MetricValueSourceLast verified
FRME quote referenceAbout $43.10 close near the July 13, 2026 cutoffTradingView, Barchart, and Yahoo Finance FRME overviewJuly 13, 2026
Market capitalization verification$2.72 billion calculated from $43.10 x 63.0 million shares; tool deviation versus reported $2.72B was 0.03%Pineify financial_rigor.py, Barchart, and TradingViewJuly 13, 2026
Shares outstandingAbout 63.02 million shares on Barchart; about 63.10 million diluted from market cap math, a 0.06% source gap confirmed as inconsequentialBarchart and TradingView market cap dataJuly 13, 2026
FY2025 revenue and net incomeFY2025 revenue about $661 million; net income about $226 million; GAAP diluted EPS about $3.59TradingView Fundamentals and Barchart financial summaryJuly 13, 2026
TTM revenue and GAAP EPSTTM revenue about $638 million; TTM GAAP EPS about $3.39; trailing PE near 12.7xYahoo Finance key statistics.
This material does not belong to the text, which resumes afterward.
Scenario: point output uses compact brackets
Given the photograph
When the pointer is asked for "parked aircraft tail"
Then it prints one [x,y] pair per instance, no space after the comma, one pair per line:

Note: Barchart shows TTM EPS of $3.98, the gap may reflect different treatment of Q1 2026 provision or non-GAAP adjustments.July 13, 2026
Q1 2026 earnings resultsQ1 2026 revenue $193.28 million; GAAP net income $28.16 million; GAAP EPS $0.45 versus $0.89 consensus estimate, a 49% miss partly due to elevated provision expenseTradingView earnings data and Barchart financial summaryJuly 13, 2026
Book value and tangible book valuePrice-to-book ratio near 1.03x on Yahoo Finance, implying tangible book value near $41.84 per shareYahoo Finance key statisticsJuly 13, 2026
Dividend and yieldAnnual dividend of $1.48 per share, paid quarterly at $0.37 per share. Forward yield of 3.41% to 3.48% depending on source. Payout ratio in the mid-30% range against FY2025 EPSYahoo Finance, Barchart, and TradingView dividend dataJuly 13, 2026
Balance sheet and liquidityTotal cash of about $321 million; total assets of about $21 billion; conservative loan-to-deposit ratio typical for Midwest regional banks; debt-equity not reported as material for this traditional bankYahoo Finance balance sheet summaryJuly 13, 2026
Analyst ratingsPiper Sandler rates Overweight with a $51 price target (raised from $49 in June 2026). Consensus Moderate Buy from 7 analysts with average target near $48Yahoo Finance analyst data and Barchart analyst ratingsJuly 13, 2026
Technical indicatorsPivot support near $42.55 and $42.00; resistance near $43.82 and $44.37; 52-week high at $44.59; 52-week low at $34.66; beta of 0.84Barchart cheat sheet and Yahoo Finance statisticsJuly 13, 2026
Q2 2026 earnings dateScheduled for release on July 22, 2026, after market closeBarchart earnings estimates and Nasdaq event dataJuly 13, 2026

Frequently Asked Questions

This FRME AI stock analysis is an informational research tool only and is not investment advice, tax advice, or a recommendation to buy or sell any security. Forecast scenarios are based on available public data as of July 13, 2026, and can be wrong if First Merchants execution, net interest margin, credit quality, loan growth, Midwest economic conditions, regulation, competition, or market valuation changes.